Telefónica-owned carrier O2 is pursuing damages from Ericsson after a software fault led to telecom outages across 11 countries.
The outage forced affected operators to face customer complaints and reputational harm. Reports indicate O2 is seeking compensation worth “millions” from Ericsson for the disruption.
Japan’s SoftBank was also affected by the same software issue. In a company statement, SoftBank described the problem:
“The SoftBank Network Center detected software malfunction in all of the packet switching machines manufactured by Ericsson, which are installed at the Tokyo Center and the Osaka Center, covering our mobile customers nationwide.
After the incident, SoftBank received a report from Ericsson that the software has been in operation since nine months ago and the failure caused by the same software also occurred simultaneously in other telecom carriers across 11 countries, which installed the same Ericsson-made devices.”
As a result of the malfunction, many O2 customers were unable to access mobile data on the affected day.
O2 has confirmed it will refund monthly subscribers the cost equivalent of two days’ service, with refunds scheduled to be processed by the end of January.
A post widely shared on Facebook estimated the average refund to be around 82p per customer and suggested donating that amount to homeless charities instead, which the post estimated could total about £28 million if pooled.
UK regulator Ofcom has guidance addressing unprocessed refunds: when refunds cannot be returned—typically because customer details are lost or incomplete—companies are required to donate the unclaimed amounts to charity. Ofcom highlighted this approach recently when Virgin Media faced penalties for overcharging customers.
“Virgin Media has reimbursed or made donations to charity in respect of 99.8% of affected customers and the company is continuing its efforts to trace remaining customers in order to refund them,” Ofcom said in its statement. “In the event it is unable to trace these customers, it will donate the remaining refunds to charity.”

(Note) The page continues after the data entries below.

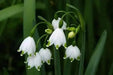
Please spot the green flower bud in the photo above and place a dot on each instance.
(71, 28)
(56, 16)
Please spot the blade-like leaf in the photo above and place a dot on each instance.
(10, 11)
(29, 21)
(111, 70)
(94, 61)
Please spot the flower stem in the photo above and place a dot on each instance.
(57, 62)
(40, 39)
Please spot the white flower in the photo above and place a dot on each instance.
(55, 23)
(72, 52)
(57, 38)
(27, 46)
(46, 55)
(34, 60)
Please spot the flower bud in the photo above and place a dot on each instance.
(48, 31)
(71, 34)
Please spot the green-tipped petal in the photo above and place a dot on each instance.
(72, 59)
(57, 46)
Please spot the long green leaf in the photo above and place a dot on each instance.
(29, 20)
(57, 62)
(82, 23)
(94, 60)
(10, 11)
(111, 70)
(16, 9)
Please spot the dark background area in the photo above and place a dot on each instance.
(98, 15)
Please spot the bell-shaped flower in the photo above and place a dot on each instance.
(57, 38)
(72, 52)
(27, 46)
(34, 61)
(45, 55)
(55, 23)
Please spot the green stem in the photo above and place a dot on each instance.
(82, 23)
(40, 39)
(57, 65)
(34, 28)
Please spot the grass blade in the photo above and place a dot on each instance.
(57, 62)
(10, 11)
(111, 70)
(94, 61)
(29, 18)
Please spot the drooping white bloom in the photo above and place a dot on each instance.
(57, 38)
(73, 52)
(27, 46)
(34, 60)
(55, 23)
(45, 55)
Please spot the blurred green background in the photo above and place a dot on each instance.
(98, 15)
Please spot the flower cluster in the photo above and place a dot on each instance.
(57, 38)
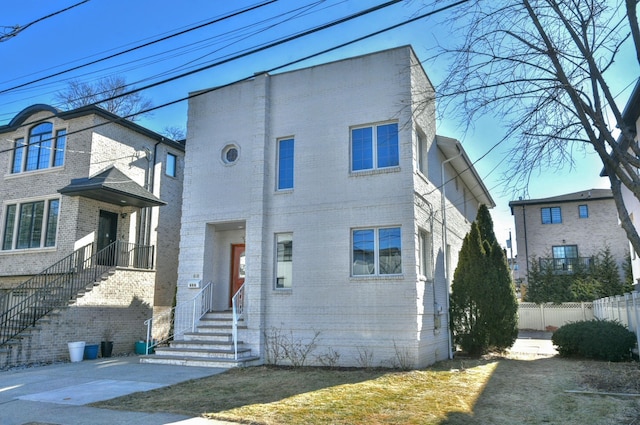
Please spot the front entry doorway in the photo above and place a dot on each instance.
(107, 234)
(237, 270)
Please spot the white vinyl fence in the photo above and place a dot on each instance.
(542, 317)
(622, 308)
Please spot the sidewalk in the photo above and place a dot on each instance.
(57, 394)
(534, 342)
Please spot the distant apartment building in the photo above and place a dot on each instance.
(565, 230)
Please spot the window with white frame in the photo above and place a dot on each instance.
(31, 225)
(284, 260)
(172, 164)
(583, 211)
(285, 164)
(374, 146)
(421, 152)
(376, 251)
(42, 150)
(551, 215)
(425, 254)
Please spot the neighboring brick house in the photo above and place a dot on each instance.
(332, 178)
(86, 176)
(565, 230)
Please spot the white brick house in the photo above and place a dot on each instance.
(73, 178)
(321, 188)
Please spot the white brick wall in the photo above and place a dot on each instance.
(225, 204)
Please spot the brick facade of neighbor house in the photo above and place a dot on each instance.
(579, 225)
(232, 196)
(121, 303)
(146, 212)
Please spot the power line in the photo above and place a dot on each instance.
(276, 68)
(214, 21)
(18, 29)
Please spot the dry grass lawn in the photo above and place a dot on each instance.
(493, 390)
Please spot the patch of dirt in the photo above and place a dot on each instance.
(612, 377)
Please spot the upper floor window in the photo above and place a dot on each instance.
(374, 147)
(551, 215)
(31, 225)
(421, 152)
(171, 169)
(41, 151)
(285, 164)
(583, 211)
(377, 251)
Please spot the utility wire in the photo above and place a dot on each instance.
(18, 29)
(225, 17)
(296, 61)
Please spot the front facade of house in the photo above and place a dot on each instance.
(86, 176)
(565, 230)
(320, 191)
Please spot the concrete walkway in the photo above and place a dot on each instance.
(57, 394)
(534, 342)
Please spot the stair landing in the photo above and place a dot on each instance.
(211, 345)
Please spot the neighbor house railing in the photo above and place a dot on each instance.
(621, 308)
(237, 311)
(187, 314)
(22, 306)
(567, 265)
(549, 316)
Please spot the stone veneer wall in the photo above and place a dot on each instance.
(121, 303)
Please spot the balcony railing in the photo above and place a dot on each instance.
(566, 265)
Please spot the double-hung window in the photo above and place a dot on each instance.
(284, 260)
(426, 267)
(565, 257)
(583, 211)
(41, 151)
(374, 146)
(376, 251)
(285, 164)
(551, 215)
(171, 166)
(31, 225)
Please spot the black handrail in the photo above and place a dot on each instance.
(56, 286)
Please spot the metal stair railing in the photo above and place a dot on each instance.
(187, 313)
(22, 306)
(237, 308)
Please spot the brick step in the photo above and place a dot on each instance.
(224, 363)
(208, 336)
(201, 352)
(202, 344)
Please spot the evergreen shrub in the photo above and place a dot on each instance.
(595, 339)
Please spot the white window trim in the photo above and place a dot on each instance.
(18, 203)
(376, 250)
(275, 263)
(374, 141)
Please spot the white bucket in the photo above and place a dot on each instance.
(76, 350)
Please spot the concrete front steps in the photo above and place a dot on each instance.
(211, 345)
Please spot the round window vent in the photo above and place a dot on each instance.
(230, 154)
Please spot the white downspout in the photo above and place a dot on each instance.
(444, 246)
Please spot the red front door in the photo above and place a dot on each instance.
(237, 269)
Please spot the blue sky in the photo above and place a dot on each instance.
(99, 28)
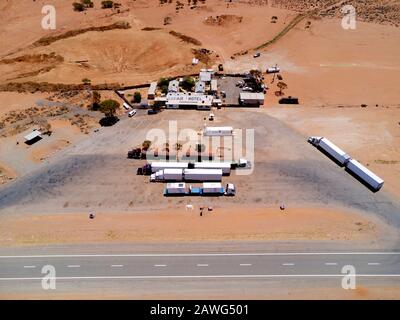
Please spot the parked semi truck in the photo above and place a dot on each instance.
(167, 175)
(187, 175)
(364, 174)
(208, 189)
(330, 148)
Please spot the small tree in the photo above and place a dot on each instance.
(109, 107)
(96, 98)
(137, 97)
(146, 145)
(178, 147)
(282, 86)
(78, 7)
(188, 83)
(86, 81)
(108, 4)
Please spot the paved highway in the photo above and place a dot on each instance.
(205, 271)
(220, 265)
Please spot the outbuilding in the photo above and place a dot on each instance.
(218, 131)
(151, 94)
(251, 98)
(33, 137)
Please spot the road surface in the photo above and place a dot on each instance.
(194, 273)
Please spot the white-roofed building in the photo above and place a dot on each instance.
(189, 100)
(205, 75)
(33, 137)
(173, 86)
(200, 87)
(252, 98)
(151, 94)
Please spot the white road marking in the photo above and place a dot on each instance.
(210, 276)
(202, 254)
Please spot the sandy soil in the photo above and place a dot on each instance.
(181, 225)
(371, 134)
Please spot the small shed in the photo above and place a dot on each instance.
(173, 86)
(33, 137)
(151, 94)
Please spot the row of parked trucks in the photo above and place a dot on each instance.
(351, 165)
(207, 189)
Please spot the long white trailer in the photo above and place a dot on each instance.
(364, 174)
(330, 148)
(224, 166)
(218, 131)
(167, 175)
(157, 166)
(187, 175)
(202, 174)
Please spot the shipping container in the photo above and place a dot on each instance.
(218, 131)
(331, 149)
(224, 166)
(175, 188)
(213, 188)
(364, 174)
(167, 175)
(157, 166)
(202, 174)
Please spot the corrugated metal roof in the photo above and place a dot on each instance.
(33, 135)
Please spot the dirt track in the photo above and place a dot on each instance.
(95, 174)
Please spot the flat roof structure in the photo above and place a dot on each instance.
(197, 100)
(173, 86)
(200, 87)
(152, 90)
(205, 75)
(214, 85)
(252, 98)
(33, 135)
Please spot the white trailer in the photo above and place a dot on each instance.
(224, 166)
(212, 188)
(364, 174)
(126, 106)
(167, 175)
(218, 131)
(176, 188)
(273, 70)
(331, 149)
(157, 166)
(202, 174)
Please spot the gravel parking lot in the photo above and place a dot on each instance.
(96, 174)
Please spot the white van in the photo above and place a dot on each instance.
(132, 113)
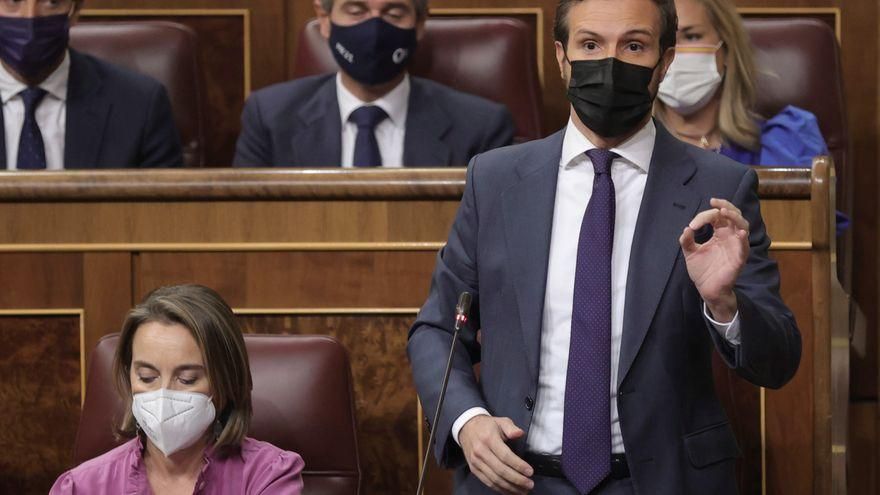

For O2’s pay-as-you-go customers, the operator announced additional compensation: a 10 percent bonus when topping up credit in the new year, or a 10 percent discount when buying mobile broadband data.
Industry events and discussions
Events such as the IoT Tech Expo, Blockchain Expo, AI & Big Data Expo and Cyber Security & Cloud Expo bring together industry leaders to discuss incidents like this one, covering network reliability, vendor accountability and customer compensation practices. These conferences take place in multiple locations, including Silicon Valley, London and Amsterdam, and offer panels and case studies on managing supplier risks and maintaining service continuity.
The outage highlights the downstream effects a single vendor software issue can have across multiple operators, from customer service disruption and regulatory scrutiny to the financial and reputational consequences for both carriers and equipment suppliers. Carriers are increasingly scrutinizing supplier software lifecycle management, testing protocols and contractual protections to reduce the likelihood of similar incidents and to ensure clear compensation terms when failures occur.